Dialectic Journal #2
Quote: "As Tita was answering this question, saying that her secret was to prepare the mole with a lot of love, Pedro happened to be nearby" (p. 79).
Paraphrase/Context: In this quote, Tita was attempting to explain what it is that makes her cooking good, which is her emotions, which is especially provocative in this instance because Pedro is near her at the mention of the word "love." Mama Elena also sees the look that the two share, and suspects that there is something going on between them. The meal that Tita is preparing contains a rose that was given to her by Pedro, so it contains the secret love between them. This ends up being so intense that Gertrudis sets the shower on fire with her passion.

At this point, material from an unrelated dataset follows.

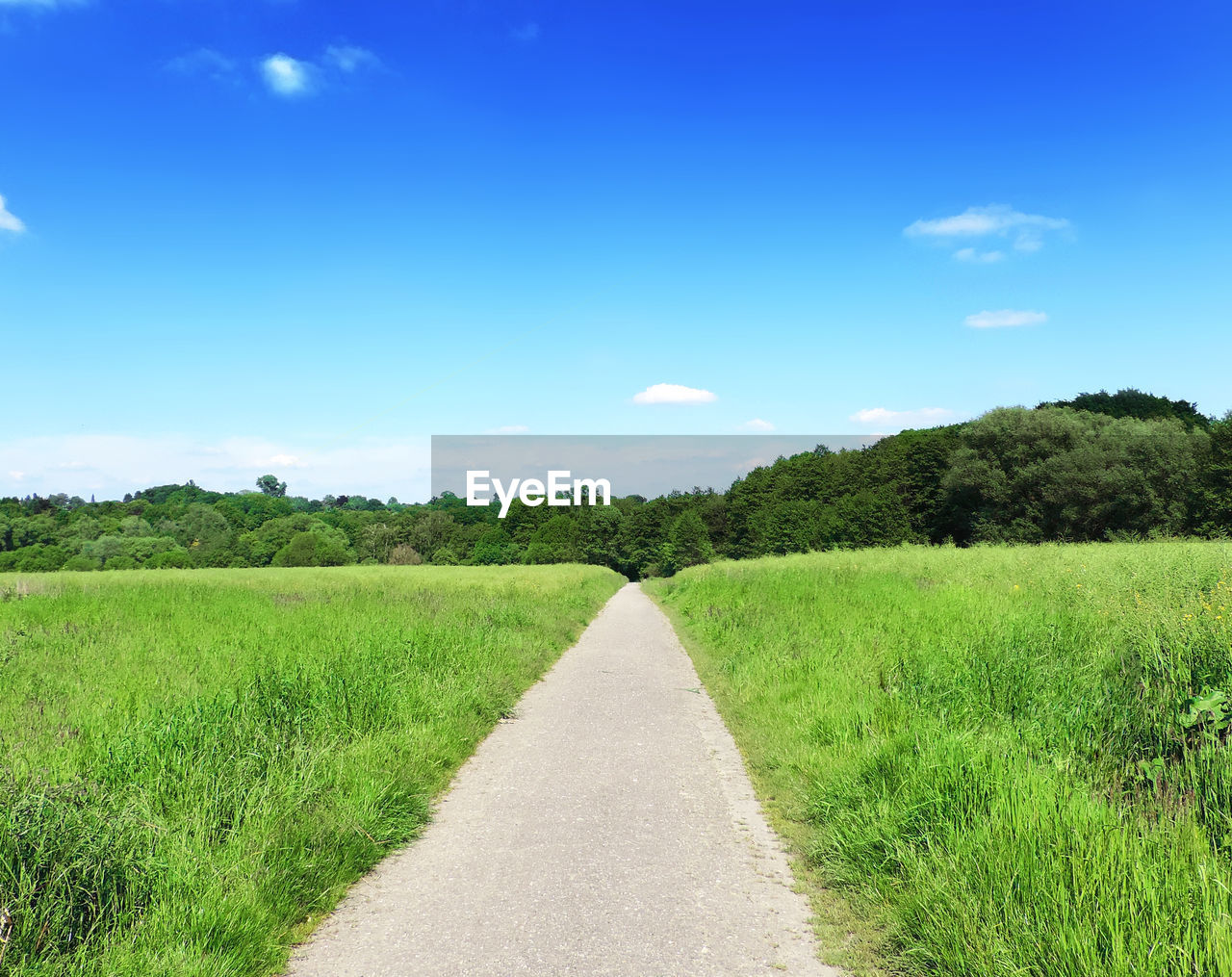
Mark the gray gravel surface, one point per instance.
(608, 828)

Analysis: The love that Tita's meal contains is not translated as sorrow, as was the case with the wedding cake, but instead it is the intensity of subdued love and passion, represented by the rose that Pedro has given her and which she includes in her food. The wedding cake shows the destructive power of unrequited love, and this meal shows the destructive intensity of unfulfilled love when Gerturdis sets the shower on fire. The magical realism of the novel continues further when her scent becomes so powerful that it attracts a soldier to her, whom she rides away with naked. Beyond being destructive, love is also disruptive in the novel.